Mining in Alberta's oil sands region has significant land impacts. Industry is legally obligated to reclaim all disturbed land to an equivalent capability, and return it to the Government of Alberta. Mines are often in operation for decades and reclamation activities on these sites can subsequently take decades to complete.
As the oil sands industry has matured, reclamation efforts are accelerating. As of December 31, 2013, about 82 square kilometres are under active reclamation, and significant investment by industry and government enables continual improvement in reclamation technology and techniques.
The map to the right shows that, while the oil sands underlie a 142,200 km2 area in northeastern Alberta, the oil sands surface mining area is limited to a 4,800 km2 region near Fort McMurray -- 7813 km2 was cleared, disturbed, or ready for reclamation as of December 31, 2013 (~0.2 per cent of Alberta's boreal forest).
- About 82 km2 is under active reclamation.
- Industry has planted more than 12 million tree seedlings towards reclamation efforts.
80 per cent of the oil sands are accessible by in situ methods only (bitumen is separated from the sand underground and pumped to the surface).
- In situ's land disturbance is 10 to 15 per cent of a similar sized mining operation and produces no tailings ponds.
The Reclamation Process
In 2009, new definitions were introduced to better track the level of land disturbance and reclamation progress to date.
Certified Reclaimed - 104 hectares
If an area meets stringent requirements for reclamation, regulators will issue final certification and the land is returned to the Crown as public land. To date, one area called Gateway Hill is certified reclaimed.
Permanent Reclaimed - 5,447 hectares
Landform design, soil placement, and revegetation are complete (for both land and aquatic ecosystems). Companies must use local plant species to target the return of local boreal forest ecosystems. Soils are tested and tree and shrub growth is monitored for 15+ years. When ecological trends are achieved, the company can apply for reclamation certification.
Temporary Reclaimed - 1,244 hectares
Some areas are reclaimed and revegetated to grasses for the purposes of stabilization and erosion control. These areas may also see future distrubance.
Soils Placed - 1,543 hectares
Soils have been placed as directed by each facility's reclamation and soil placement plans, as approved by regulators.
Ready for Reclamation - 181 hectares
Areas that are no longer required for mine or plant purposes and are therefore available for eclamation. Reclamation activites have not begun.

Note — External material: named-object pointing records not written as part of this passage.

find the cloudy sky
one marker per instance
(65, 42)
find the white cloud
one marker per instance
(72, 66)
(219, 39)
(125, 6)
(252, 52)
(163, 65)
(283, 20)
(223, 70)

Disturbed - 61,832 hectares
Land is still part of the active operations of a facility.
Cleared - 19,265 hectares
Land is cleared of vegetation, but the soil is relatively undisturbed. In forested areas, the trees are harvested and some of the smaller wood may be conserved for use in reclamation.
Before any mining project begins, industry must develop and receive approval for closure plans that outline how affected areas will be reclaimed.
Mine operators must provide financial security to protect Albertans from having to assume costs of suspension, abandonment, redmediation and reclamation should operators not meet their obligations. As of August 31, 2014, the Alberta government held over $1 billion in reclamation security for the oil sands industry.
Once reclamation is complete, monitoring activities begin. It can take 15 or more years to effectively establish a successful ecosystem.
Reclamation certificates are only issued when long-term monitoring demonstrates the reclaimed land meets the objectives of equivalent land capability.